Conscient de l’importance des récits et des narrations dans toute lutte politique, il avait lancé en 2019 le projet « Gaza Stories » : des formats vidéo courts cherchant à montrer son lieu de vie « autrement » que comme un lieu où l’on ne rencontrerait que des victimes ou des terroristes.
Ces vidéos hebdomadaires cherchaient à donner à voir Gaza « côté vie », sans oblitérer les souffrances vécues par ses habitant·es (...)
Mediapart : Comment se sont déroulés le blackout et la nuit du 27 octobre pour vous qui êtes né et vivez à Khan Younès, dans le sud de la bande de Gaza ?
Iyad Alasttal : C’est la nuit la plus dure que j’ai vécue, que je calcule depuis le début de ma vie ou depuis le déclenchement de cette guerre. Pour moi, comme pour tous les Gazaouis, c’était la panique totale. On ne savait rien de ce qui se passait et on s’attendait au pire. En cas de bombardement sur ma maison, je ne pouvais pas joindre les pompiers ou les services de secours.
J’ai pensé que c’était la fin, imaginé les pires des scénarios. (...)

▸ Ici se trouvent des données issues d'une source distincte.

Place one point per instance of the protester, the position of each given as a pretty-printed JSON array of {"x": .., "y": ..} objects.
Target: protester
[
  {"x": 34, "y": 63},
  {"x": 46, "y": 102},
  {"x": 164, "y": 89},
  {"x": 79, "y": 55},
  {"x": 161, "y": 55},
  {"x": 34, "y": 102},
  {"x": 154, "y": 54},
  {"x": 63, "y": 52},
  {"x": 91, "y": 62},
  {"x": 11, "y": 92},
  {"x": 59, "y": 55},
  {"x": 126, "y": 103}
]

Ce qui se passe ici, c’est un nettoyage ethnique, avec la volonté de nous tuer ou de nous faire partir. Cela relève d’un génocide. Toute la géographie de Gaza a déjà été entièrement modifiée, j’imagine que vous avez vu les images satellites qui le montrent. Il n’y a aucun endroit sûr où se protéger, ni aucun endroit où l’on pourrait fuir, que l’on se trouve au nord ou au sud de Gaza. (...) (...)
Contrairement à ce que raconte la propagande israélienne, nous ne sommes pas prévenus en amont des bombardements. C’est pour cela que le bilan est si lourd et que l’on compte plus de deux tiers de femmes et d’enfants parmi les plus de huit mille morts déjà recensés.

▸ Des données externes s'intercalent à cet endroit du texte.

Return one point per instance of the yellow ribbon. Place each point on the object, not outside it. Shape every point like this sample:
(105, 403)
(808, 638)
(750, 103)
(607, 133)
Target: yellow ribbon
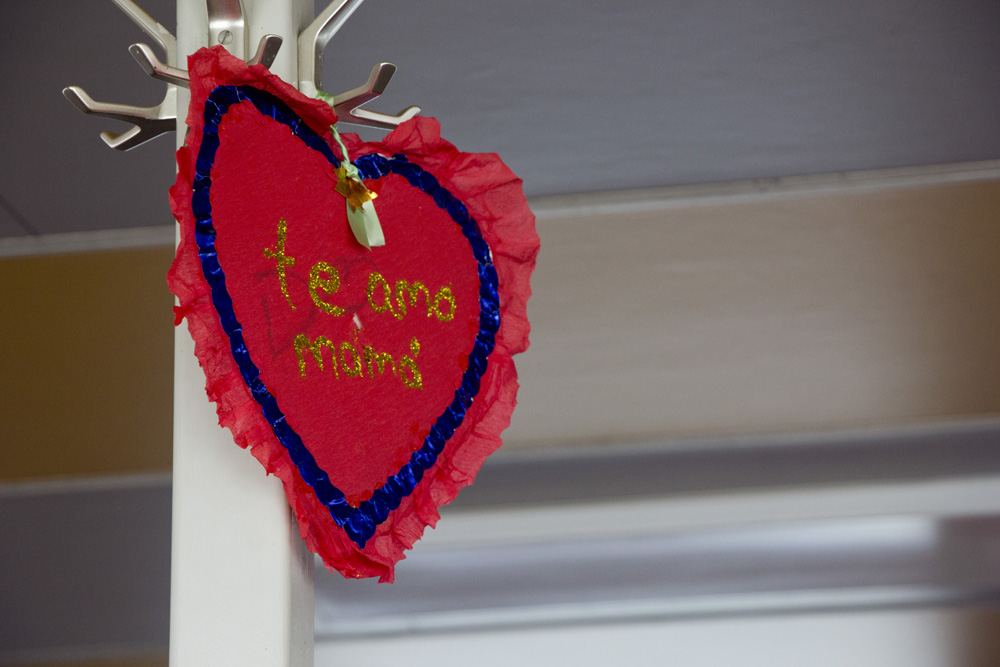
(361, 214)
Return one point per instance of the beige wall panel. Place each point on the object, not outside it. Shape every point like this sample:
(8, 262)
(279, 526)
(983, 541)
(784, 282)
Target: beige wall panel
(795, 314)
(86, 364)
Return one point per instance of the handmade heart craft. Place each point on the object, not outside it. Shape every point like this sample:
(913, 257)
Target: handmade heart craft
(373, 381)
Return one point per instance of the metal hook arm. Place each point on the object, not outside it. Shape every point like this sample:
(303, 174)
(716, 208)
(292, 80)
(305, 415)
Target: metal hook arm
(347, 105)
(152, 66)
(149, 122)
(163, 37)
(267, 51)
(314, 39)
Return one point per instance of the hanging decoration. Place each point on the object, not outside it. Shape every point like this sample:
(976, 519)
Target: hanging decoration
(354, 305)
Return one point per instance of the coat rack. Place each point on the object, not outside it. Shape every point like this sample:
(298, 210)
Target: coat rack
(255, 610)
(227, 25)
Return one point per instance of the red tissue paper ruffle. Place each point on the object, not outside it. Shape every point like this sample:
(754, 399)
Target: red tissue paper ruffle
(494, 198)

Dans ma maison, aujourd’hui, nous sommes plus d’une cinquantaine, en comptant ma mère, mes enfants, mes frères, mes nièces, mes neveux et deux familles réfugiées de la ville de Gaza que nous avons accueillies. Et nous savons que nous pouvons être anéantis d’un coup, d’un instant à l’autre.

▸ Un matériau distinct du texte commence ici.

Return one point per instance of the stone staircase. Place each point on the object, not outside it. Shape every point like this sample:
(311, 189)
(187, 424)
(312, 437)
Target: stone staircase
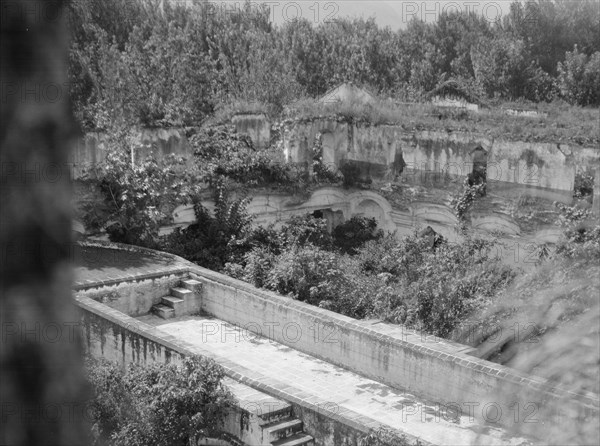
(178, 303)
(281, 428)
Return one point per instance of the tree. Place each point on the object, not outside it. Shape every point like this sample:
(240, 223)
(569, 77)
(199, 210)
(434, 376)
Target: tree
(38, 371)
(579, 78)
(138, 196)
(158, 404)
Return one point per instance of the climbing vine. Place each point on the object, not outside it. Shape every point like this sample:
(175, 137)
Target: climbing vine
(465, 201)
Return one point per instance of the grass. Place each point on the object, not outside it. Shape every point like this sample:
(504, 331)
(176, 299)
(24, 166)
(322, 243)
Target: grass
(224, 112)
(558, 122)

Il y a les morts directes liées aux bombardements, mais il faut ajouter les personnes qui meurent faute de soin, parce que les dialyses ne sont plus possibles, parce qu’on manque de médicaments pour tout, parce que des centaines de personnels de santé ont déjà été tués et parce que les hôpitaux n’ont pas les moyens de faire face à une catastrophe humanitaire d’une telle ampleur.
Nous n’avons plus rien, plus d’eau, plus d’essence, plus d’électricité, nous allons bientôt manquer de pain. Je dois déjà faire plusieurs kilomètres chaque jour en partant tôt le matin et en rentrant le soir pour obtenir quelques litres d’eau et un ou deux kilos de pain avec lesquels je peine à nourrir ma famille.
Et pendant ce temps, je vois le monde applaudir parce que 107 camions au total ont fini par rentrer dans Gaza depuis le début de la guerre… (...)
Il faut un cessez-le-feu immédiat et on ne peut compter que sur la pression internationale pour imposer cela à Israël. Nous avons vécu quatre guerres d’agression, et désormais ce nettoyage ethnique, en une quinzaine d’années. Maintenant, ça suffit. On veut juste vivre en paix et en sécurité. Et on ne peut compter que sur une protection de l’ONU pour cela.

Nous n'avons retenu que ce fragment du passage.